Content Recycling – Nachhaltiges Arbeiten in der PR

Wenn ich eines in meiner Zeit als PR-Trainee intensiv gelernt habe, dann, dass wirklich guter Content keine Sache von einfachem Drauflosschreiben ist. Man muss eine Menge Zeit und Kreativität in ein neues Content-Piece stecken, um dieses zu etwas wirklich qualitativ Hochwertigem auszuarbeiten. Keine leichte Aufgabe, immerhin haben wir nicht unbegrenzt Zeit und Ressourcen bei der Arbeit.

Aber muss es bei der Contenterstellung immer gleich etwas völlig Neues sein? Zuerst dachte ich das. Aber ich lernte schnell, dass es eigentlich reinste Verschwendung ist, sorgfältig aufbereitete Inhalte nach einmaliger Nutzung gleich ins Archiv wandern zu lassen. Tatsächlich ist es sogar besser, funktionierende Inhalte aufzugreifen und stetig weiterzuentwickeln.

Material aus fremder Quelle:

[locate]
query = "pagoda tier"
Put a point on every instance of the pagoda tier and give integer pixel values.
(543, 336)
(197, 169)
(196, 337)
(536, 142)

Denn erst dann können sie wirklich ihr volles Potenzial entfalten.

Dafür gibt es auch einen klangvollen Namen: Content Recycling. Doch was verbirgt sich genau dahinter?

Mehr als nur eine neue Headline

Beim Begriff Content Recycling denkt man wohl am ehesten über gesparten Arbeitsaufwand nach. Der Nutzen für die eigene Arbeit steht im Vordergrund. Dabei klammert man aber die eigentlich entscheidende Perspektive aus: die des Users. Und der oder die lässt sich nicht gerne hinters Licht führen. Wer beispielsweise Content dadurch recycelt, dass er bloß kosmetische Änderungen wie den Austausch von Headline und Headerbild vornimmt, wird schnell feststellen, dass Inhalte Reichweite verlieren und Nutzer auch mal ganz abspringen. Eine Entwicklung, die genau gegenteilig zum eigentlich gewünschten Ergebnis verläuft.

Besser ist es hier, man geht mit der gleichen Sorgfalt wie bei der Erstellung des Contents vor. Es passiert oft genug, das aufwendige Präsentationen, Whitepaper, Anwenderberichte etc. im virtuellen Archiv landen und nie wieder aufgemacht werden. Diese Inhalte gilt es stattdessen genau auf Aktualität zu prüfen und mit verschiedenen Ansätzen strategisch wiederzuverwerten. Passt der Content in seiner jetzigen Form noch zu Unternehmen und / oder Marke? Welche Zielgruppe will ich erreichen? Welches Ziel soll mit dem Recycling erreicht werden? Mit der Beantwortung solcher Fragen werden trotz eines Mehraufwands die vorhandenen Ressourcen effizienter und insgesamt sparsamer genutzt.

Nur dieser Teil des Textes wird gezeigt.